Histörchen aus alter Zeit
Neuerzählt von Walther Ottendorff-Simrock
Sieben Schröm
In der Eifel und an der Ahr spielte man noch vor einigen Jahrzehnten ein Kartenspiel, das im Volksmund „Sieben Schröm“ heißt. Zu seinen begeisterten Anhängern zählte auch ein Schneidermeister aus Neuenahr, ein vom steten Schalk besessener Mann. Er traf einst in einer Wirtschaft einen Eifelbauern, der einen wunderschönen Vollbart trug. Der Schneidermeister schaute auf und wunderte sich: wahrhaftig, der bäuerliche Bart war genau so groß, lang, breit und dicht wie jener, den er, der Schneidermeister, trug. Nun waren aber noch mehr Leute in der Wirtschaft, und so blieb es nicht aus, daß schon bald Neckereien wegen der Bärte hin und her gingen, bis man in tollem Übermut eine Wette abschloß. Die Karten sollten entscheiden, wer das schönste „Kraut“ am Kinn trüge. Dieser sollte seinen Bart behalten, während der Verlierer seiner Zier verlustig gehen würde.
Der Ausgang des Spieles, das zwei- bis dreimal wiederholt wurde, um jedem der Beteiligten eine Chance zu geben, hing nun nicht nur von der Tüchtigkeit des Spielers, sondern auch vom Glück ab. Das erste Spiel gewann der Eifelbauer, und da wurde es unserem Schneidermeister, der allgemein als einer der besten Kartenspieler galt, etwas schwummerig zumute. Er meinte mit einem Male zu den Umstehenden, es sei ziemlich warm im Raum, und öffnete das Fenster. Man spielte nun weiter, und das zweite Spiel ging zu Gunsten des Schneidermeisters aus. Bei der dritten Runde, die die Entscheidung bringen sollte, war das Lokal knüppeldick von Menschen gefüllt.
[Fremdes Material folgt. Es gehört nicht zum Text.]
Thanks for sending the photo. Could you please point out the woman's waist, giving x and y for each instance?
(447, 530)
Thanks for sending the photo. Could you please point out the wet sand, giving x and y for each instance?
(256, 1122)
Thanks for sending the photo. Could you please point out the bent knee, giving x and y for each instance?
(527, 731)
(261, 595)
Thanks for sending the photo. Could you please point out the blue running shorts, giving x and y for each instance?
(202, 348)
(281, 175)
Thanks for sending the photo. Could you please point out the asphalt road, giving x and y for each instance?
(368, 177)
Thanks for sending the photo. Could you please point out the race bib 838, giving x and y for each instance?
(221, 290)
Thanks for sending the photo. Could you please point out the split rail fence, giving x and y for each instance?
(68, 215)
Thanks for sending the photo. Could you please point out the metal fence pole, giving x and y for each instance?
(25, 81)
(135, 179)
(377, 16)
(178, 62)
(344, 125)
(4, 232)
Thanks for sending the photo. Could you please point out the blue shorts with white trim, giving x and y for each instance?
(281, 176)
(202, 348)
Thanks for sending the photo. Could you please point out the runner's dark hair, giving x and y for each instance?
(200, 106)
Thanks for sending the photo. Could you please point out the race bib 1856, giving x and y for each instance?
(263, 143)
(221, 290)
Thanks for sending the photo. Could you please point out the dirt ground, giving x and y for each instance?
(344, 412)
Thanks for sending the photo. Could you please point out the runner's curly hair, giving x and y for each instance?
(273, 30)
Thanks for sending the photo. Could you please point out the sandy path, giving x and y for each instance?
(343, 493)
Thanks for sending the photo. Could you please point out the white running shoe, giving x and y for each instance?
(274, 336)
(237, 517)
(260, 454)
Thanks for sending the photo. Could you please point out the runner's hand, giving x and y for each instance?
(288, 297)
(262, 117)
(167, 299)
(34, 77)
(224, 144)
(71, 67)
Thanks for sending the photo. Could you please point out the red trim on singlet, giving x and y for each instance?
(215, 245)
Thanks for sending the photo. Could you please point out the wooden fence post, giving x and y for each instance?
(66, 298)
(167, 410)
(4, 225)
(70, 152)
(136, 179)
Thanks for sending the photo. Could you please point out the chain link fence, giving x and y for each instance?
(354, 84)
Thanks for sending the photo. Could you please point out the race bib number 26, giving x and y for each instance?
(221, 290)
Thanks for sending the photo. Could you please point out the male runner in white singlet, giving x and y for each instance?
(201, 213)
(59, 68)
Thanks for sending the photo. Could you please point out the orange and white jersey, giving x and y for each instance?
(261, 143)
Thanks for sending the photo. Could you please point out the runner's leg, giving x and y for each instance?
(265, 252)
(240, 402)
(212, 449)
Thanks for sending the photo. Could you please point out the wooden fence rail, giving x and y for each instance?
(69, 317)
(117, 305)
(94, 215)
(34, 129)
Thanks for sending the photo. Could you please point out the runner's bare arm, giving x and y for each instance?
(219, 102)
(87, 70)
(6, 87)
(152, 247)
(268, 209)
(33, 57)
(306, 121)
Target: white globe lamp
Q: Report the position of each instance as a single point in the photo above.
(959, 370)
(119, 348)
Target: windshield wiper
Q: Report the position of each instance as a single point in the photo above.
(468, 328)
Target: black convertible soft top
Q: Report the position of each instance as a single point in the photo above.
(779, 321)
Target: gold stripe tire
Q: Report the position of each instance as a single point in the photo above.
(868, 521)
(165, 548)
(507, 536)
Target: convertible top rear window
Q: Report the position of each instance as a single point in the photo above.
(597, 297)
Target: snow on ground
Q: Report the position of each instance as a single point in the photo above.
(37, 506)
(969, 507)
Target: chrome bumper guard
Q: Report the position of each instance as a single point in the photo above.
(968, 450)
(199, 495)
Die Leute stierten auf die Spieler, und die Spannung wuchs immer höher. Eine solche Wette hatte man ja schließlich noch niemals erlebt. Das Ergebnis des sonderbaren Spiels ging für den Bauern unglücklich aus, denn unser Schneidermeister gewann mit haushohen Punkten. Der Bartscherer, der sich auch unter den Zuschauern befand, zwitscherte mit seiner Schere und trat auf das Bäuerlein zu. So sehr dieser auch jammerte und lamentierte, ritsch-ratsch, der Bart war ab! Das Gras am Kinn war zwar nicht schön gemäht, es glich eher einem Stoppelfeld, aber – der Bart war ab! Als er nun ohne männliche Zierde zu seinem Eheweib kam, erkannten ihn weder seine Kattrin noch seine Sprößlinge.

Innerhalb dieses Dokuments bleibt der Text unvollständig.